Pig producers fear they will have to start culling healthy animals on farms within weeks due to the impact of the growing CO2 crisis on already stretched supply chains.
National Pig Association CEO Zoe Davies warned there was now a backlog of about 95,000 pigs on farms across the UK due to the impact of CO2 shortages faced by processors and already critical shortages of labour in the supply chain. And without resolution, these out-of-spec animals would soon need to be disposed of due to animal welfare considerations of keeping them on farm.
“If there’s no CO2 it means we can’t slaughter,” she told The Grocer. “If that continues, we will be totally up the creek.”
Despite dismissing the on-farm culling of pigs using captive bolt guns as a “travesty” in warnings over the labour crisis earlier this month, Davies said producers may now have no other option.
She had criticised the government’s response to the labour crisis in those earlier comments by claiming it had offered “nothing helpful” to help the sector tackle the labour crisis.
And with widespread CO2 shortages now compounding those issues with labour, Davies said: “I can’t believe the government is making us even consider things we are now having to consider [in the form of on-farm culling].”

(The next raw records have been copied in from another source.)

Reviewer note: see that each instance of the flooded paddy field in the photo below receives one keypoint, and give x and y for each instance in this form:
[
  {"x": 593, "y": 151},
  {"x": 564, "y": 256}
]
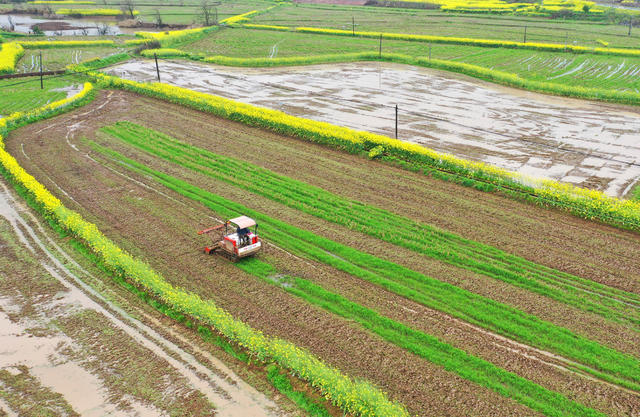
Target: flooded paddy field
[
  {"x": 58, "y": 26},
  {"x": 585, "y": 143}
]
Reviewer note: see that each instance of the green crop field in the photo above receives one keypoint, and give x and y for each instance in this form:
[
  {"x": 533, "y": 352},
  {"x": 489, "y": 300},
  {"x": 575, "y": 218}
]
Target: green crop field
[
  {"x": 24, "y": 94},
  {"x": 392, "y": 280}
]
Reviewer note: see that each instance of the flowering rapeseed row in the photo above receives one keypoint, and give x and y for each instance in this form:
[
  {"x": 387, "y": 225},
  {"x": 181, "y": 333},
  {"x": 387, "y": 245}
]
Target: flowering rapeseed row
[
  {"x": 355, "y": 397},
  {"x": 62, "y": 2},
  {"x": 10, "y": 53},
  {"x": 63, "y": 44},
  {"x": 166, "y": 38},
  {"x": 93, "y": 12},
  {"x": 493, "y": 43},
  {"x": 585, "y": 203}
]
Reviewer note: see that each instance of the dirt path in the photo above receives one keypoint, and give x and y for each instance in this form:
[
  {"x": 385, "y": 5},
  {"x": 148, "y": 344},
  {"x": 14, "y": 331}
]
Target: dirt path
[
  {"x": 56, "y": 154},
  {"x": 83, "y": 386},
  {"x": 584, "y": 143}
]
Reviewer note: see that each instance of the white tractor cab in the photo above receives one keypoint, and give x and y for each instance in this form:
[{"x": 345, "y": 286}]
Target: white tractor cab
[{"x": 236, "y": 239}]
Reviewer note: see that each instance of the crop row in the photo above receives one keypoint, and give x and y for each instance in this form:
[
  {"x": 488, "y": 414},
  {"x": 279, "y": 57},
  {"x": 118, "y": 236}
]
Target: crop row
[
  {"x": 61, "y": 2},
  {"x": 389, "y": 227},
  {"x": 589, "y": 356},
  {"x": 570, "y": 84},
  {"x": 585, "y": 203},
  {"x": 174, "y": 36},
  {"x": 239, "y": 18},
  {"x": 355, "y": 397},
  {"x": 492, "y": 43},
  {"x": 64, "y": 44},
  {"x": 92, "y": 12},
  {"x": 10, "y": 53},
  {"x": 423, "y": 345}
]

It needed to “start looking at alternatives to CO2”, so it could become “less reliant on a completely different industry” for such a crucial input used across the food sector, she urged.
Defra has been approached for comment.
Food sector on brink of another CO2 gas crisis amid soaring energy prices
It comes on the back of a frantic weekend for the food sector after fertiliser manufacturer CF Industries halted operations at its plants at Ince in Cheshire and Billingham in Teesside last week due to soaring wholesale energy prices.
Those two plants supply about 60% of the UK’s industrial CO2 needs as a by-product of fertiliser production. But with no indication over when the plants would reopen and reportedly inconclusive talks between the UK government business secretary Kwasi Kwarteng and CF over the weekend, the prospect of a swift resolution to the shortages remains slim.
Davies’ warnings were echoed this morning by Pilgrim’s UK agriculture director Andrew Saunders, who said there was “no alternative stunning system to CO2” in an interview with the BBC’s Today Programme, as he called for the “government to intervene in some way”.
The British Meat Processors Association has also called for a “strategic response from government” on the issue, while FDF CEO Ian Wright has called on the government to subsidise gas suppliers to restart production.
The shortages of CO2, coupled with the ongoing challenge of labour availability, would inevitably create significant disruption to the entire food supply chain, suggested Cranswick CEO Adam Couch.
“The industry is already at tipping point ahead of the demanding Christmas period,” he said in a statement. “We have worked tirelessly throughout the pandemic to keep food on the shelves, but there is a real risk of product shortages across the country if the government does not act immediately to address these issues.”
Other sectors facing shortages include the poultry sector, with British Poultry Council CEO Richard Griffiths warning on Friday that the latest disruption to CO2 supplies would “dwarf” the 2018 CO2 crisis and threaten “the UK’s national food security”.
And in a sign that CO2 has many uses across the food supply chain, Wyke Farms MD Rich Clothier said shortages would severely impact on the shelf life of its cheese, with the company already “living hand to mouth” when it came to supplies of the gas.